Options for care funding: What could be done now?

Region
  • Northern Ireland
  • UK

11th May 2009, JRF

Sue Collins

This Joseph Rowntree Publication brings together a number of solutions to the current care provison systems in the UK.

It highlights how the current economic climate could negatively impact the present long term care funding model. Further concerns include the unsustainable payment system and predicted demographic change, inconsistencies in policy that determine who pays what and variations in entitlements from one local authority to the next, and general confusion as to who is responsible for making payments.
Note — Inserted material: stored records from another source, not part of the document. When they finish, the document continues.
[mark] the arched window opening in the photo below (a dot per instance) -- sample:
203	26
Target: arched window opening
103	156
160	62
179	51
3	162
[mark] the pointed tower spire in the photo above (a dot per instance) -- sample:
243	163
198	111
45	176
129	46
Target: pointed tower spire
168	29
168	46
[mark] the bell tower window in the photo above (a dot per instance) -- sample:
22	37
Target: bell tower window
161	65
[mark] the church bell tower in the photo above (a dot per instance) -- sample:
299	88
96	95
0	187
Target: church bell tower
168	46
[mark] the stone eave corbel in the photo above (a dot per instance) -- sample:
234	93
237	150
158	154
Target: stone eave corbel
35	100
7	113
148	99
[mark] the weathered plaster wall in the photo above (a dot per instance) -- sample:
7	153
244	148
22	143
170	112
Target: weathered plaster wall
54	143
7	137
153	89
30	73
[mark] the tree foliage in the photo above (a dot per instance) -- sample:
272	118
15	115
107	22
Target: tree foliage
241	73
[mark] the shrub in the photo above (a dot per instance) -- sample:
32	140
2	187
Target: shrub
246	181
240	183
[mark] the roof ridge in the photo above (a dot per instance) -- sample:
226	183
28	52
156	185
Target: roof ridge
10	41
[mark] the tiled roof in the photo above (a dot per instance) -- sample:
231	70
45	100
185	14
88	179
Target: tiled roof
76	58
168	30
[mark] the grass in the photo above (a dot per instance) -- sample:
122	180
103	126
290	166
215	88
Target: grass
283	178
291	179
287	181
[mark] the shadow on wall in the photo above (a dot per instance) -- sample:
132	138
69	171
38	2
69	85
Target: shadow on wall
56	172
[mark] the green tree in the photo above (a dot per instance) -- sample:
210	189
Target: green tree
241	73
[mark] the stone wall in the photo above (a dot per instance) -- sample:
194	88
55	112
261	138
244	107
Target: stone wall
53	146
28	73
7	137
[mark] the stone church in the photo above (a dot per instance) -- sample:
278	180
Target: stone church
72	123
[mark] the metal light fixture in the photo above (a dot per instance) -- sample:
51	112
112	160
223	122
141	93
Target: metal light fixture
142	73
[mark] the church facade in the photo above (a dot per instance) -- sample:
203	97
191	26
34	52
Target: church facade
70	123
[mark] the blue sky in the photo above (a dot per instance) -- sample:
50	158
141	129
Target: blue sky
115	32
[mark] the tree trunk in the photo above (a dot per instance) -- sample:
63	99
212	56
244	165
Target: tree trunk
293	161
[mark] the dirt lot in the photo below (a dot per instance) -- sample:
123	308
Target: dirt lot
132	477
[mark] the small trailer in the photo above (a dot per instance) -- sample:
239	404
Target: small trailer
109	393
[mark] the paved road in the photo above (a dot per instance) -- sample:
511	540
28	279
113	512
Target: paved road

The Joseph Rowntree Housing Services care services layout some solutions to current long term care payment difficulties.

Some of these include:

  1. Co-payments/social insurance scheme –residents pay a monthly fee according to their age,established at the outset
  2. Loan stock/bonds scheme – new residents invest in the scheme, giving them a rebate on their residential or nursing care fee
  3. Double the personal expenses allowance for people living in care homes supported by
    local authorities
  4. Mixed tenure and affordable housing with care – as demonstrated by a new partnership scheme in Hartlepool.

Accoring to this paper the above demonstrate ways to make the current system fairer and focused on individual needs. It also states the need for policy and practice change now for a fairer and more sustainable system into the future.